A day after Mississippi State battered Volunteers ace Karlyn Pickens and the Tennessee bullpen in a run-rule victory, Payton Gottshall tied the Bulldogs’ batters in knots, holding them to three hits and striking out seven without issuing a walk in a 6-1 MSU defeat.
“She pitched great, and we did not do a good enough job with adjusting or swinging within the plan to start with,” Bulldogs head coach Samantha Ricketts said. “With our offense, we at least want to be tough outs, and I don’t feel like we really had a whole lot of that.”

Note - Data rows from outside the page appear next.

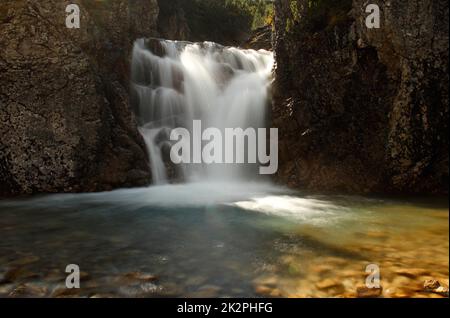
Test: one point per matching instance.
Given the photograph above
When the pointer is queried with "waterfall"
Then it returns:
(174, 83)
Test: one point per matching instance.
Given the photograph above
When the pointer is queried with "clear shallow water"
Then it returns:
(220, 240)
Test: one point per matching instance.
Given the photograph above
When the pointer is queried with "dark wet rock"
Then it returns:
(332, 286)
(260, 39)
(139, 276)
(362, 110)
(18, 274)
(436, 287)
(66, 124)
(412, 272)
(29, 290)
(431, 284)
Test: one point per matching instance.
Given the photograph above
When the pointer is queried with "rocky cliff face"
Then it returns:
(362, 110)
(65, 120)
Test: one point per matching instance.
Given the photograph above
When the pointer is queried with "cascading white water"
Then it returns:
(175, 83)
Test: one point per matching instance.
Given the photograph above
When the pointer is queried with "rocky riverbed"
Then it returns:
(148, 246)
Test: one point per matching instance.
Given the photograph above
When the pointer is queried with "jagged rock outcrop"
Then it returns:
(362, 110)
(261, 39)
(65, 120)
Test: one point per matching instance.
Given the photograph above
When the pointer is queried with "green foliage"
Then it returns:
(222, 21)
(260, 11)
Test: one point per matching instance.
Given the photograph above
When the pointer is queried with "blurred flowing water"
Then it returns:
(175, 83)
(220, 239)
(217, 235)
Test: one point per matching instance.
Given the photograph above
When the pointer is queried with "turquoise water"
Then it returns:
(220, 240)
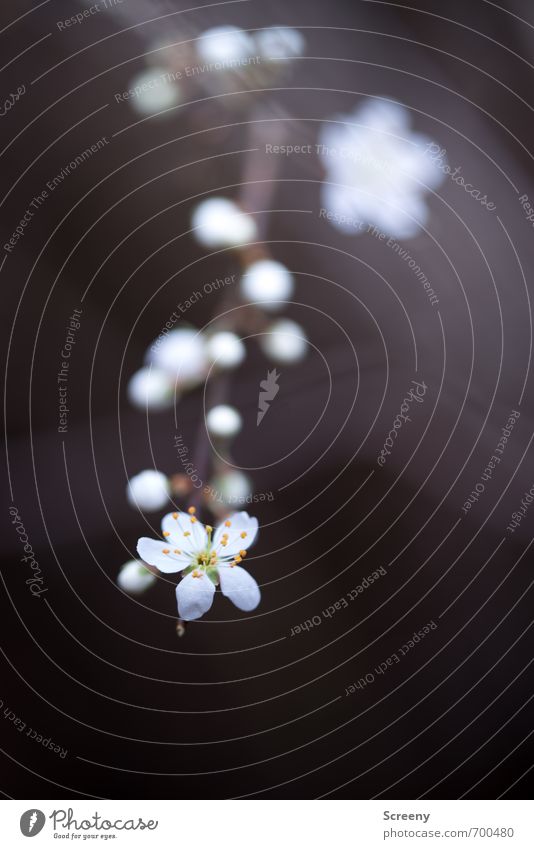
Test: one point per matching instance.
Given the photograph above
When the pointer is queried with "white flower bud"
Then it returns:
(154, 92)
(232, 486)
(223, 421)
(151, 388)
(280, 43)
(133, 578)
(220, 223)
(268, 283)
(182, 354)
(149, 490)
(284, 341)
(225, 44)
(225, 349)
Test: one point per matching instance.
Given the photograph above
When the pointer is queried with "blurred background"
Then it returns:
(237, 706)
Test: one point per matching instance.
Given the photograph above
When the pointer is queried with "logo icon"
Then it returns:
(31, 822)
(268, 391)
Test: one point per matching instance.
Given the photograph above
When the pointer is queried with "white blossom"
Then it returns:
(220, 223)
(206, 559)
(267, 283)
(149, 490)
(134, 578)
(284, 341)
(153, 92)
(377, 172)
(182, 353)
(223, 421)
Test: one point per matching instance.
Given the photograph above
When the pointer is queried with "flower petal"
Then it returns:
(241, 529)
(239, 587)
(152, 551)
(190, 537)
(194, 595)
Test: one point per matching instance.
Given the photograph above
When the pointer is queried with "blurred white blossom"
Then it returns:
(151, 388)
(267, 283)
(134, 578)
(225, 45)
(377, 172)
(284, 341)
(225, 349)
(206, 559)
(149, 490)
(153, 92)
(181, 353)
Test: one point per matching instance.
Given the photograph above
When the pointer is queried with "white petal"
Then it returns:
(176, 529)
(194, 596)
(135, 578)
(151, 551)
(240, 523)
(239, 587)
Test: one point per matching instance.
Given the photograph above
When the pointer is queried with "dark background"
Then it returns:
(237, 706)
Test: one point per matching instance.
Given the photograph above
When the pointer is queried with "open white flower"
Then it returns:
(205, 559)
(377, 172)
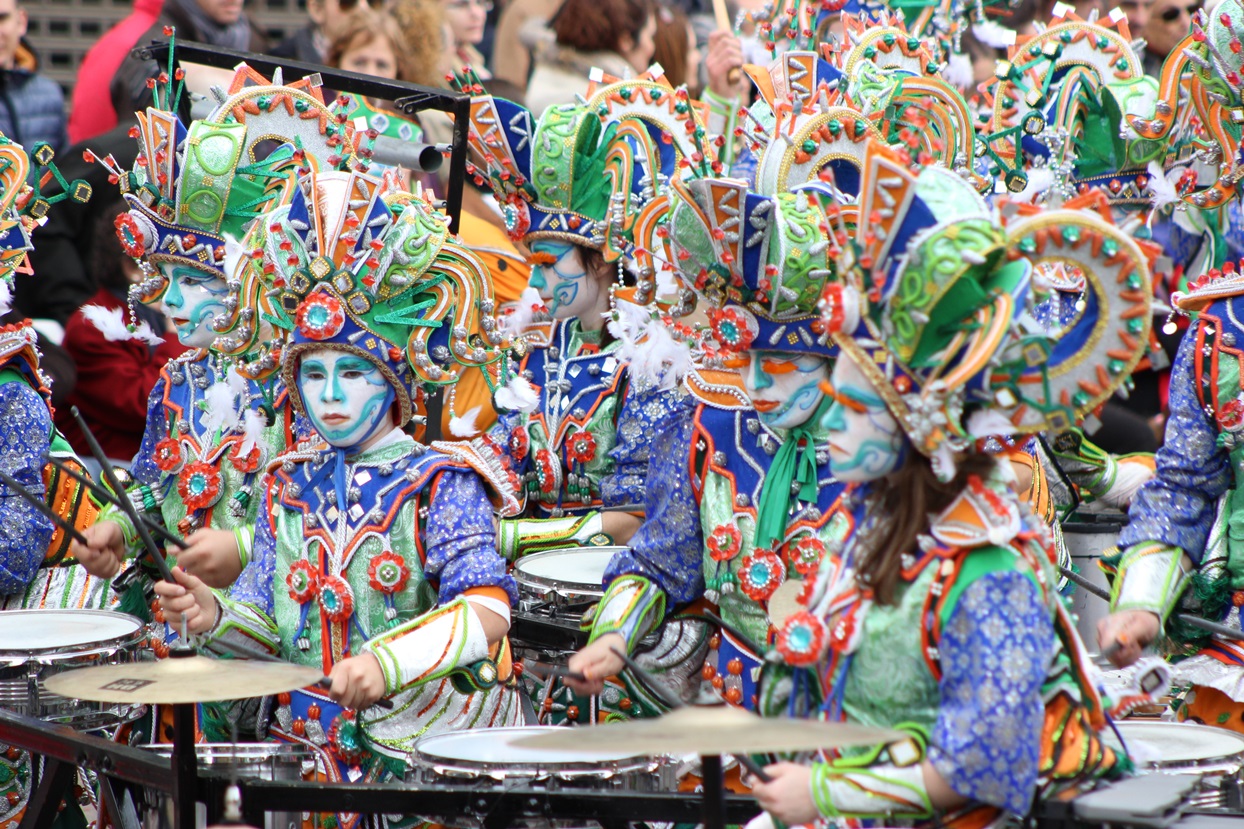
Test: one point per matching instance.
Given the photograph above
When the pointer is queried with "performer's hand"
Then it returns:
(212, 555)
(106, 552)
(788, 797)
(1132, 630)
(724, 54)
(597, 662)
(357, 681)
(188, 598)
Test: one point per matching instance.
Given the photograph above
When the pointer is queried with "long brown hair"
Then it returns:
(900, 507)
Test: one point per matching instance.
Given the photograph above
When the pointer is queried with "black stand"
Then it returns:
(185, 768)
(714, 792)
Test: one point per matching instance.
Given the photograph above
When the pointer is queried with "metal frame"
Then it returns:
(495, 807)
(407, 97)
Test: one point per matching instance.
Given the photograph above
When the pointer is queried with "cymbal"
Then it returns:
(710, 730)
(177, 680)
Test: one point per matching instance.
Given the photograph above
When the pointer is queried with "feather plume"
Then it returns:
(464, 425)
(1162, 189)
(516, 396)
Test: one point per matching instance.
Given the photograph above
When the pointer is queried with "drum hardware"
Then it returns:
(125, 503)
(106, 496)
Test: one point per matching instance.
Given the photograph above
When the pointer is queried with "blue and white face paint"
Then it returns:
(785, 388)
(347, 400)
(866, 442)
(559, 274)
(194, 300)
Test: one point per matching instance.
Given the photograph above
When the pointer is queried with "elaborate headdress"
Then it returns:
(365, 266)
(584, 172)
(23, 207)
(194, 187)
(942, 325)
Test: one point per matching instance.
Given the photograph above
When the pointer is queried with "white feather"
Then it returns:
(253, 431)
(220, 398)
(993, 34)
(1162, 189)
(518, 396)
(524, 314)
(464, 425)
(111, 323)
(958, 71)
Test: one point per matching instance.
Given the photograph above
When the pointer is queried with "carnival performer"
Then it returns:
(375, 558)
(36, 566)
(1181, 548)
(575, 426)
(740, 496)
(218, 415)
(939, 615)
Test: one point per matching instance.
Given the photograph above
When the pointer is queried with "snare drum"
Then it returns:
(1186, 748)
(36, 644)
(281, 762)
(555, 589)
(485, 758)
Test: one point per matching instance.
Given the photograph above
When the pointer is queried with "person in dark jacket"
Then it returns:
(31, 105)
(218, 23)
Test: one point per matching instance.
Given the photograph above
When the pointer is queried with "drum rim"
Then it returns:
(13, 656)
(546, 583)
(1225, 763)
(462, 767)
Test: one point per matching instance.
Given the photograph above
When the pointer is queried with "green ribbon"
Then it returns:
(793, 462)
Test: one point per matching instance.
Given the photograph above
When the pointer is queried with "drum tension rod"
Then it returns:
(108, 497)
(673, 702)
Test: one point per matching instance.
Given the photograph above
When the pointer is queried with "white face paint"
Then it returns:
(866, 442)
(785, 388)
(194, 300)
(346, 397)
(557, 273)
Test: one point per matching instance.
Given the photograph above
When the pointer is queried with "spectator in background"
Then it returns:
(116, 371)
(219, 23)
(31, 105)
(612, 35)
(1167, 24)
(92, 112)
(676, 49)
(311, 42)
(511, 56)
(465, 20)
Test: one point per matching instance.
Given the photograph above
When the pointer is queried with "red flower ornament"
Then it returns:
(199, 486)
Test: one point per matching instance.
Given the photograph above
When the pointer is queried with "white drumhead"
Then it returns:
(581, 568)
(25, 631)
(1176, 742)
(492, 747)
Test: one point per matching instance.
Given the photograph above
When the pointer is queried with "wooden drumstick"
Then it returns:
(723, 24)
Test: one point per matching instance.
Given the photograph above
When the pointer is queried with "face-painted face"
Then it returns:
(557, 273)
(866, 442)
(785, 388)
(194, 299)
(346, 397)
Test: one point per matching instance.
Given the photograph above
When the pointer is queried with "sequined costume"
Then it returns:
(386, 549)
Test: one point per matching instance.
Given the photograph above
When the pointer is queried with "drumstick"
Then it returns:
(673, 702)
(42, 508)
(260, 656)
(105, 494)
(125, 503)
(723, 24)
(1187, 619)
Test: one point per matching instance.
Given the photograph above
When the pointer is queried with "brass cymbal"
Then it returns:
(710, 730)
(181, 679)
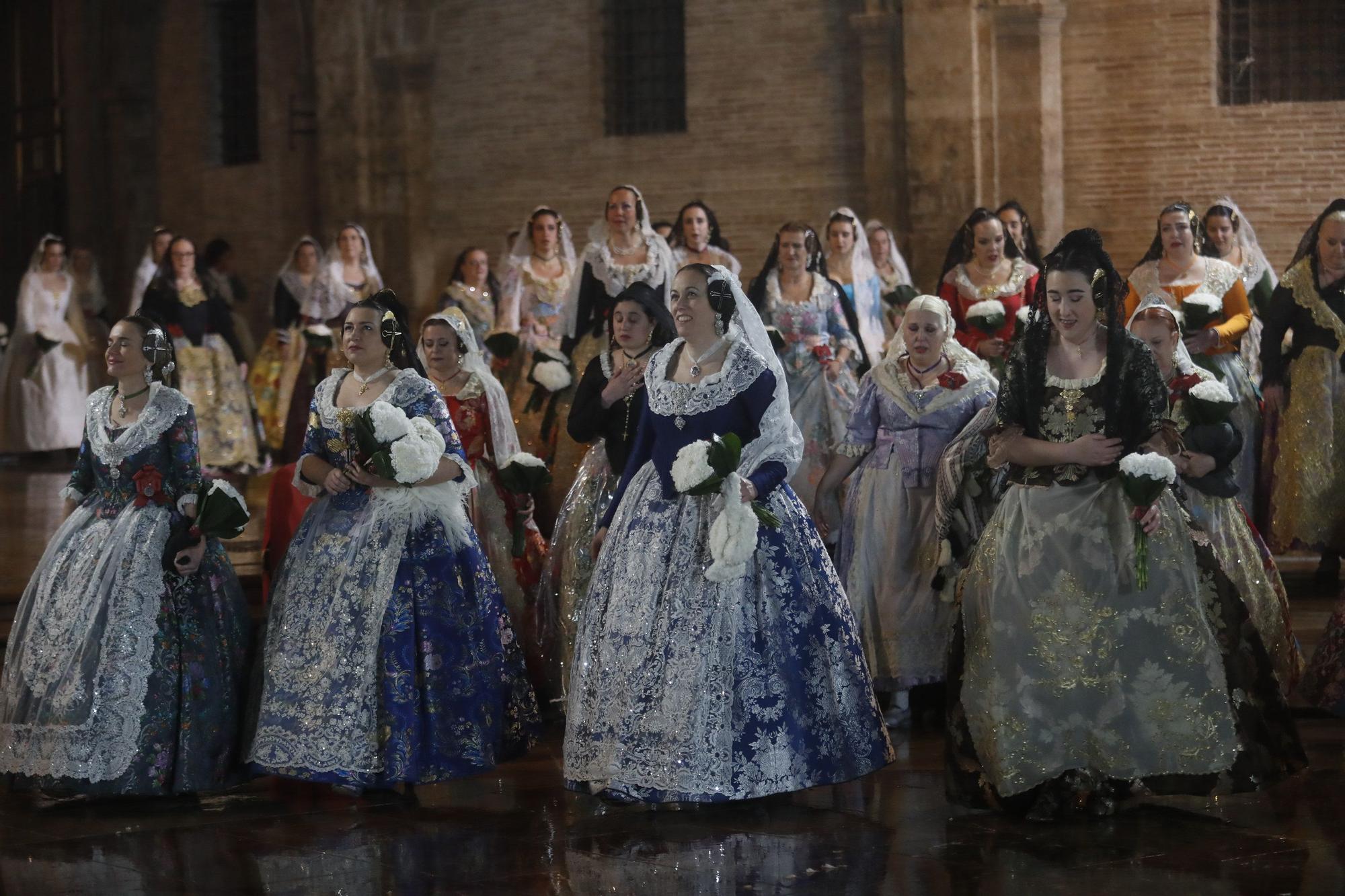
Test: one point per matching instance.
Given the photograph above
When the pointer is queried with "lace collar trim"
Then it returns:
(1059, 382)
(1019, 274)
(406, 388)
(822, 295)
(1303, 284)
(742, 368)
(161, 412)
(615, 276)
(895, 380)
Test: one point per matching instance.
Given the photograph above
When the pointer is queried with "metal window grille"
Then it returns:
(236, 41)
(645, 85)
(1281, 52)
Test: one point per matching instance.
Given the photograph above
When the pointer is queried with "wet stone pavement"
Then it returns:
(518, 831)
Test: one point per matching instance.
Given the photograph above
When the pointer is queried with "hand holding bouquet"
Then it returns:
(524, 474)
(1144, 479)
(396, 447)
(709, 467)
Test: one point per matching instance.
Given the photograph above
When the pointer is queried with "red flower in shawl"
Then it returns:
(953, 380)
(150, 486)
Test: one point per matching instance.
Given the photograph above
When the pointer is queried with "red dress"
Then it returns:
(961, 294)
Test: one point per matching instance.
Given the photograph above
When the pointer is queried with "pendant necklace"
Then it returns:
(697, 362)
(364, 381)
(122, 401)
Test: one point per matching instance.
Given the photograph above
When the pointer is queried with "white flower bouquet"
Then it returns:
(1211, 403)
(524, 474)
(1199, 311)
(396, 447)
(1144, 478)
(708, 467)
(988, 317)
(551, 373)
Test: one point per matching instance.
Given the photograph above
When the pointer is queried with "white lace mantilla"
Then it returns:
(79, 662)
(1219, 279)
(742, 368)
(163, 408)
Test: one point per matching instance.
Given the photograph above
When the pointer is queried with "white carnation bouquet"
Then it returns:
(708, 467)
(1200, 310)
(395, 446)
(551, 373)
(1144, 479)
(1211, 403)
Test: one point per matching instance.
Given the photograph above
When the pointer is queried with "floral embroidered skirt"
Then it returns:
(692, 690)
(1059, 665)
(449, 689)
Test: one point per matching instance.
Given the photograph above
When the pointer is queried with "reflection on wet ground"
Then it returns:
(518, 831)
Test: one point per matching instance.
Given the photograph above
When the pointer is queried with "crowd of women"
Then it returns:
(727, 526)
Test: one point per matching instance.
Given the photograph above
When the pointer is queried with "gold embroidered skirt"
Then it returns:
(1308, 498)
(212, 381)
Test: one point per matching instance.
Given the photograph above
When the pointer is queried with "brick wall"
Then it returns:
(1144, 128)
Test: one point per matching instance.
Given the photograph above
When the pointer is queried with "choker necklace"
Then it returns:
(364, 381)
(918, 372)
(648, 349)
(122, 400)
(623, 251)
(697, 362)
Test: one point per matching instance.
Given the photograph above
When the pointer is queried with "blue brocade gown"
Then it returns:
(122, 678)
(389, 653)
(692, 690)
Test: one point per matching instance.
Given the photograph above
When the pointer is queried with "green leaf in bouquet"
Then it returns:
(220, 512)
(502, 343)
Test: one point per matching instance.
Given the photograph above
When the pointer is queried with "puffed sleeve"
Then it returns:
(758, 397)
(641, 454)
(863, 427)
(185, 475)
(81, 478)
(588, 417)
(1238, 315)
(1278, 318)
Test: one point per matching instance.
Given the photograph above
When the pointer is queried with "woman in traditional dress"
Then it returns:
(911, 405)
(93, 302)
(1213, 494)
(851, 267)
(348, 276)
(44, 378)
(210, 358)
(700, 681)
(1235, 240)
(1070, 685)
(473, 288)
(481, 413)
(219, 266)
(1180, 264)
(1307, 386)
(122, 678)
(391, 657)
(606, 415)
(154, 260)
(894, 275)
(696, 239)
(794, 295)
(623, 249)
(1015, 218)
(276, 368)
(541, 268)
(983, 264)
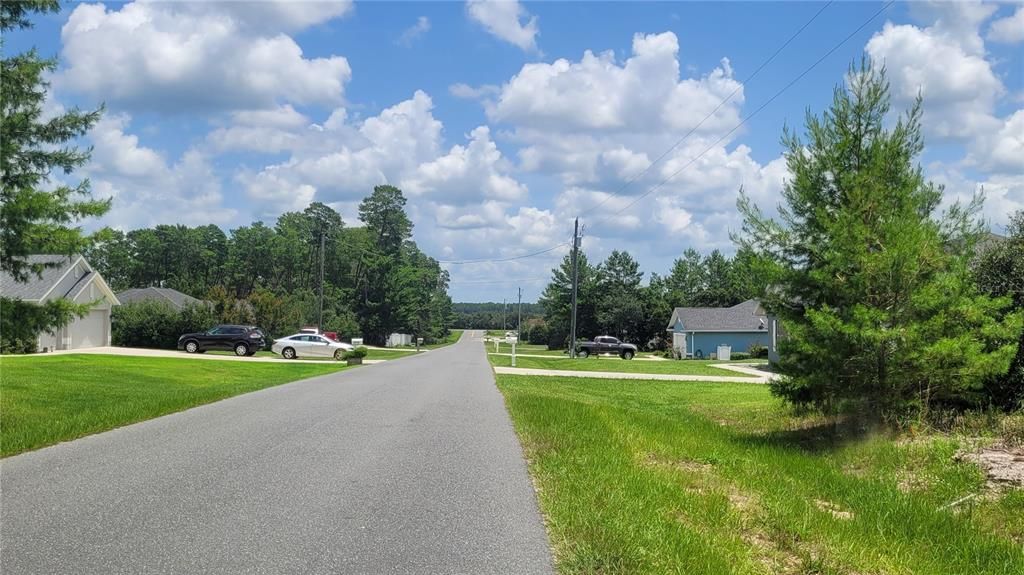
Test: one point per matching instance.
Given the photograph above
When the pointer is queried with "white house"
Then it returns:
(73, 278)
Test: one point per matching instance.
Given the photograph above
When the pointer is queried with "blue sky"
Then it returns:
(499, 128)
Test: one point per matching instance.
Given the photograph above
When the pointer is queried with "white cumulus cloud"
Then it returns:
(504, 18)
(188, 56)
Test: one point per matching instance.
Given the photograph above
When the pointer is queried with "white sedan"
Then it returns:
(309, 345)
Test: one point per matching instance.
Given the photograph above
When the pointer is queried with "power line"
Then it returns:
(517, 280)
(498, 260)
(673, 146)
(755, 113)
(741, 85)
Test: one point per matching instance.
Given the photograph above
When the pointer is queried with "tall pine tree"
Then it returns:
(38, 211)
(875, 292)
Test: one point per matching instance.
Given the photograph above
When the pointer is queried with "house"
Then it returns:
(398, 340)
(72, 278)
(175, 299)
(698, 332)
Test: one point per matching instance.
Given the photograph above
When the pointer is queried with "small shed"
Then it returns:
(698, 332)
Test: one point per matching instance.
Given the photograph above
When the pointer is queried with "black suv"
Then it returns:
(243, 340)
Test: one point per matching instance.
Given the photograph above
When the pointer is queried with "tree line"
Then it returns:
(376, 279)
(494, 315)
(613, 300)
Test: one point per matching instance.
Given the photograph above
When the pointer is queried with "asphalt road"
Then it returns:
(408, 467)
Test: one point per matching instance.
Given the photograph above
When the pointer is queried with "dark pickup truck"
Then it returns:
(605, 344)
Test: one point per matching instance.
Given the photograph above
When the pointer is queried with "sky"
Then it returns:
(504, 121)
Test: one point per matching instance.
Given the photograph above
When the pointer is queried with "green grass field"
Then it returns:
(720, 478)
(45, 400)
(614, 364)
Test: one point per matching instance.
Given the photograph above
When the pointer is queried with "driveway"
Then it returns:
(412, 467)
(142, 352)
(753, 376)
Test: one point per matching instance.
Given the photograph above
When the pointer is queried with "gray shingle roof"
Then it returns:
(37, 286)
(747, 316)
(172, 297)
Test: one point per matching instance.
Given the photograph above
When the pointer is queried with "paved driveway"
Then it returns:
(143, 352)
(411, 467)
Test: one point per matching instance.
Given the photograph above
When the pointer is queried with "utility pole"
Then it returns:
(320, 313)
(518, 323)
(576, 280)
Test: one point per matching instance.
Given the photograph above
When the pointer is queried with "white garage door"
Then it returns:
(89, 332)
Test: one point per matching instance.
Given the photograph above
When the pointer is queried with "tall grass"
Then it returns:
(720, 478)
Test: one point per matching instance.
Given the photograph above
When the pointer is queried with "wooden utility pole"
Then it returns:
(320, 313)
(576, 280)
(518, 323)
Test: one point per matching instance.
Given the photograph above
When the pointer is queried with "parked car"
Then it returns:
(309, 345)
(243, 340)
(606, 344)
(316, 332)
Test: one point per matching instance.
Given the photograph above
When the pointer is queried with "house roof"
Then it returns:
(747, 316)
(38, 285)
(53, 269)
(173, 297)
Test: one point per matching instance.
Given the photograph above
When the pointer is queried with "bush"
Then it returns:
(157, 324)
(357, 353)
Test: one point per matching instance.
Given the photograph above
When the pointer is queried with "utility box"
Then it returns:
(725, 352)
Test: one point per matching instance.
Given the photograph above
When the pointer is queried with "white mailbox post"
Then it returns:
(512, 340)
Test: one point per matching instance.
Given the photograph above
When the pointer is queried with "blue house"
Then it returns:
(698, 332)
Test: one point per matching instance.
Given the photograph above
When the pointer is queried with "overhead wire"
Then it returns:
(755, 113)
(725, 100)
(672, 147)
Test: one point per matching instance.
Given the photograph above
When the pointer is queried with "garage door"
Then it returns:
(89, 332)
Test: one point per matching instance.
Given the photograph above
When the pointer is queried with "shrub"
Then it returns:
(157, 324)
(357, 353)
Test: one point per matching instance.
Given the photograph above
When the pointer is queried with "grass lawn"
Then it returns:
(614, 364)
(720, 478)
(46, 400)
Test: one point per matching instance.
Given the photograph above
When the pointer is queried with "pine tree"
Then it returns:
(37, 210)
(875, 293)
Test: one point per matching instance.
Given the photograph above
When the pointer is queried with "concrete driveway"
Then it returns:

Josey Marron started in the circle for No. 16 MSU (29-11, 9-8 Southeastern Conference) and did not have a good feel for her drop ball in the first inning, and the No. 4 Volunteers (31-7, 11-3) made her pay for it. Rylie West brought in the game’s first run with a two-out double, and Sophia Nugent followed with a two-run home run that put the Bulldogs in an early 3-0 hole.
Marron settled in nicely after that, but Gottshall, after giving up a leadoff single in the first to Sierra Sacco, retired the next 11 batters she faced. The former Bowling Green Falcon needed just 88 pitches in the complete-game effort, 67 of which were strikes.
Jessie Blaine, doing the catching as usual for Marron, gave MSU its only run in the fourth when she reached for a pitch up above her shoulders and put it out over the wall in left for her sixth home run of the season. But Gottshall’s rise ball did what she wanted it to do on almost every other occasion, getting the Bulldogs to chase pitches above the zone several times.
“She’s a great pitcher, has been for years, and she had the advantage today with that up ball,” Blaine said. “We’ll make an adjustment and come back tomorrow.”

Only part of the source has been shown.